The National (http://www.thenational.ae/), Abu Dhabi Media’s first English-language online publication and one of the most important in the Middle East, recently published a mighty interesting article regarding the city of Mérida, Yucatán, from a World Class tourist point of view.
Author David Whitley named the piece:
“The Mayan majesty of Merida, Mexico”
Mexico’s Yucatán Peninsula is often used as a mass-market, fun-in-the-sun destination. Along the coastal strip, Cancún is packed with high-rise resorts, while Playa del Carmen has a slightly more European feel, and Tulum is more laid-back and bohemian. None of them particularly feels like Mexico, though.
Head inland, and that changes. Mérida, the capital of Yucatán state and the largest city on the Peninsula, strikes that perfect balance between accessibility and authenticity. Popular with students learning Spanish and visitors who get itchy feet after a couple of hours on the beach, the city is the region’s cultural heartbeat. It’s also an excellent base for exploring the nearby ancient Mayan ruins and flamingo-packed wetlands.
A comfortable bed
The 14-room Mansión Mérida on the Park (www.mansionmerida.com) is exquisitely beautiful – all glazed-tile floors, stupendously high ceilings, antique furniture and stucco work. All of the rooms have a slightly different look and feel, but there’s a general impression that you’ve been invited into a 19th-century European palace. Rooms cost from US$250 (Dh918) per night.
The Ko’ox Casa de las Palomas (www.kooxhotels.com) is equally distinctive, but in a very different way. It’s intimate, built around a small pool and trickling fountains, and goes for a boldly feminine, contemporary look. Rooms cost from US$131 (Dh481).
Find your feet
The main square, Plaza Grande, provides a central focus and many of the city’s main attractions. The insides of Palacio de Gobierno are plastered with rather fabulous murals that act as a visual (and somewhat gory) guide through Mexican history.

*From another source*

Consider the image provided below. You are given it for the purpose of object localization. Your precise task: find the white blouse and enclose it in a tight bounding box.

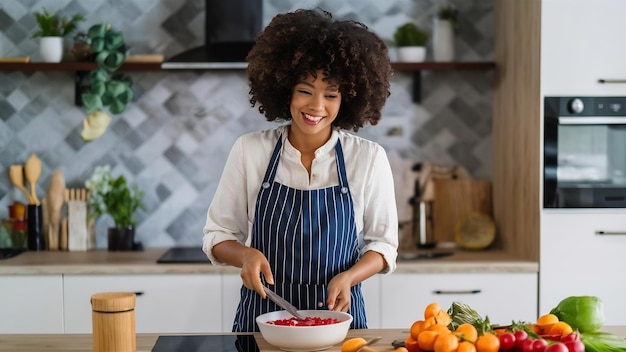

Opposite, the Casa de Montejo dates from the 16th century, and goes for a stately home kind of vibe – all rooms with restored rococo, Victorian and neo-Renaissance decor. The cathedral is also worth a look, and from there you can head across to the Museo de Arte Contemporario for art that’s more independent Mexico than colonial times.
Meet the locals
Stroll past most of the city-centre squares during the day, and you may spot temporary stages. Come back in the evening, and you’ll usually find bands or dancers performing on them. The city’s entertainment seems to happen out in the open, and there’s an admirable mix of locals and visitors taking in whatever seemingly randomly crops up every night.
Book a table
La Chaya Maya (www.lachayamaya.com) is a good place to get to grips with Yucatecan cuisine. Relleno negro – turkey in a spicy sauce made with a mystery blend of chillies and spices for 110 Mexican pesos – is a good introduction.
In the birthplace of the poet and statesman Andres Quintana Roo, Amaro (www.restauranteamaro.com) manages to conjure up buckets of romantic atmosphere, especially in its central courtyard, surrounded by billowing trees and plants. Most dishes are local staples, but the likes of tuna medallions in mango sauce for 195 pesos offer something different.
La Tratto (www.trottersmerida.com) is a solid bet if you want to veer away from Mexican dishes. Its terrace on the Plaza Santa Lucia is hugely inviting, and the fettuccine Tuscany with chicken breast, lime and spinach is rather good for 165 pesos.
Mérida is not going to run out of locally made handicrafts any time soon, and the streets around Plaza Grande are the best place for having a browse with a relatively low hassle factor.
Of these, Yaakun on Calle 61 is perhaps the most interesting. It’s run by a cooperative of 600 families, and specialises in brightly coloured woven hammocks and bags. But there’s also plenty of jewellery – made with jade, amber, obsidian and malachite.
What to avoid
Chichén Itza, arguably the most popular of the ancient Mayan sites, is about an hour-and-a-half away. If heading there, set off early and get there as close to the 8am opening time as possible. The difference between seeing it then, in relative peace, and seeing it at 11am, when all the tour buses from Cancún rock up, is immense.
On the northern outskirts of the city, the Gran Museo del Mundo Maya (www.granmuseodelmundomaya.com) is a big-budget recent addition. It does a superb job of explaining where the ancient Mayan culture took hold and the beliefs and practices it contained. It also delves into today’s Maya – which makes up a sizeable chunk of the Yucatán Peninsula’s population – and the meteorite that hit the peninsula 65 million years ago. It’s the strike that’s thought to have wiped out the dinosaurs.
Mérida has recently upgraded its airport’s connectivity and it has direct flights to and from major international destinations such as Houston, Miami, Toronto, Rome, Milan, Dallas-Fort Worth and obviously Mexico City and Cancun.